31 Ağustos 2016 Çarşamba

Homofobi yine öldürdü...




Nalan'ımız yaşamına son verdi, aile akrabalarına trafik kazası dedi. Biz diyoruz ki, intihar değil, cinayet. Nalan'ı siz öldürdünüz, homofobiniz öldürdü, nefretiniz öldürdü, sevgisizliğiniz öldürdü. 

Defalarca çocuklarınız eşcinsel olursa reddetmeyin, homofobi, transfobi öldürüyor, intihara sürüklüyor, yaşamları zehir ediyor. Çocuklarınızın yanında olun dedik. Gün geçtikçe artan trans ve eşcinsel intiharlarına, asla konduramayacağım, yaşama sevincine, enerjisine hayran olduğum arkadaşım da eklendi. İçimiz yanıyor. Acımızı, Nalan'ımızın ölümünden sonra bile ailenin bitmeyen nefreti büyütüyor.

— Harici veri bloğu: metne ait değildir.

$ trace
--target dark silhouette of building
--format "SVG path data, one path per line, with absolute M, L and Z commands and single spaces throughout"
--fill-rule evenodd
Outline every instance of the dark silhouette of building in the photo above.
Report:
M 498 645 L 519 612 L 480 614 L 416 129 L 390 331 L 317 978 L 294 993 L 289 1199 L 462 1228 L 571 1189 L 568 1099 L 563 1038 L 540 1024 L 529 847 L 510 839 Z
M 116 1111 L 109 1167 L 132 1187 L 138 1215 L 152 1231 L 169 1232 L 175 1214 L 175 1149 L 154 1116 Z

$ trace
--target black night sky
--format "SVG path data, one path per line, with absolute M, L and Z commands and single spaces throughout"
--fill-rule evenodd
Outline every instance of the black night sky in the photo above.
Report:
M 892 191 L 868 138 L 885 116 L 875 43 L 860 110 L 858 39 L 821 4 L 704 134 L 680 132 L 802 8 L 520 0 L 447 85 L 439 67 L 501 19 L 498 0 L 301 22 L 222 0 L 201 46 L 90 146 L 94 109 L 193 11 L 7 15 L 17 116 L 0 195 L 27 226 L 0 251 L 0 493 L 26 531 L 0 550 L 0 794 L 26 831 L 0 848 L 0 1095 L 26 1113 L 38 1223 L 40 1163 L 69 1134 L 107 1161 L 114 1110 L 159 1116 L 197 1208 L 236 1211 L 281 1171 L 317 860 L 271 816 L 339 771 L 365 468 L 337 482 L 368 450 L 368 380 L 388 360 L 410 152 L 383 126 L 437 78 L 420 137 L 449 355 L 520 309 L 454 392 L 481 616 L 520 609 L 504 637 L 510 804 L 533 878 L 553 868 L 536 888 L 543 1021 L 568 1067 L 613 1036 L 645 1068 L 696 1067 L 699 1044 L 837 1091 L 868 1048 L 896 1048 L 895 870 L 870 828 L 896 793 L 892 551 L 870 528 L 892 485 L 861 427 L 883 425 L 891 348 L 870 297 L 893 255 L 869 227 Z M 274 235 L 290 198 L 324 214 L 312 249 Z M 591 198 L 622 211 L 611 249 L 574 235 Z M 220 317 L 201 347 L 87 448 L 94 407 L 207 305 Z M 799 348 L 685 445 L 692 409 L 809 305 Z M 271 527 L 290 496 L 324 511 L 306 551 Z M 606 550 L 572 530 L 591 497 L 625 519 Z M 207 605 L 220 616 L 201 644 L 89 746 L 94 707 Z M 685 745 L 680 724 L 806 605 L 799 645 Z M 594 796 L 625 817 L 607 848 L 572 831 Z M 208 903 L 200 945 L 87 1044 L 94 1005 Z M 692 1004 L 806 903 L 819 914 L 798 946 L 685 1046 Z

Nalan kimdi? Dahi derecesinde üstün zekalıydı. Ankara ODTÜ makine mühendisliğini kazandı. Bir süre sonra bıraktı. ( Neden bıraktığını o kadar iyi biliyorum ki? Aileden uzak daha fazla kendin olabilirsin çünkü. Aynı şehirde olmamanın verdiği özgürlük bile sana nefes aldırır. ) Boğaziçi İşletmeyi bitirdi. Yurt içi yurt dışı uluslar arası, ulusal şirketlerde çalıştı. Hiper aktif, sürekli spor yapan, neşeli, yerinde duramayan, her an size kahkaha attırabilen ince zekaya sahip, ağzına alkol, sigara koymayan,hayvan sever, gerçekten de kimseye zararı olmayan bir insandı. Annesini çok erken kaybetmişti. 

Ailesine açılmadığı dönemde bile büyük çatışma yaşıyordu. Ve bir gün ailesine açılmaya karar verdi. Onu olduğu gibi kabul etsinler istedi. Bir avukat abi, boğazına sarıldı, darp etti. Rapor aldı ama şikayetçi olamadı. Çünkü abisine zarar gelebilirdi. Bir doktor ve de bürokrat abla, dışladı, aşağıladı, tehdit etti. Bir diğer öğretmen abla ve eşi dışladı. Canı gibi sevdiği yeğenlerini göstermediler. Her şeyini satıp Almanya'ya gitti. Sanıyordum ki orada  huzuru buldu. Bilemedim. Bu kadar yalnız kaldığını, tutunacak dalı kalmadığını bilemedim. 

Halbuki biz akrabalığın kan bağı olmadığını çoktan öğrenmiştik, halbuki biz birbirimizin ailesi, kardeş, yoldaşı olmuştuk. Bilemedik, Nalan'a bunu konduramadık. İçimiz cayır cayır yanıyor.

Aile ölümünden sonra ne mi yaptı? Cenazesini almaya Almanya'ya giden olmadı. O kahrolası abi ne yapacaksa burada yapsaydı da bizi bu kadar uğraştırmasaydı dedi. Akrabalarına, trafik kazasından vefat etti dediler. Çünkü onlar orta Anadolunun güzide şehirlerinden birinde siyasetin ağır toplarındandı, çünkü üst düzey bürokratlardı, çünkü iktidara yakındılar. Çünkü bizim canımız arkadaşımız onların sözde itibarını zedelerdi. İtibarları, ahlakları batasıcalar.  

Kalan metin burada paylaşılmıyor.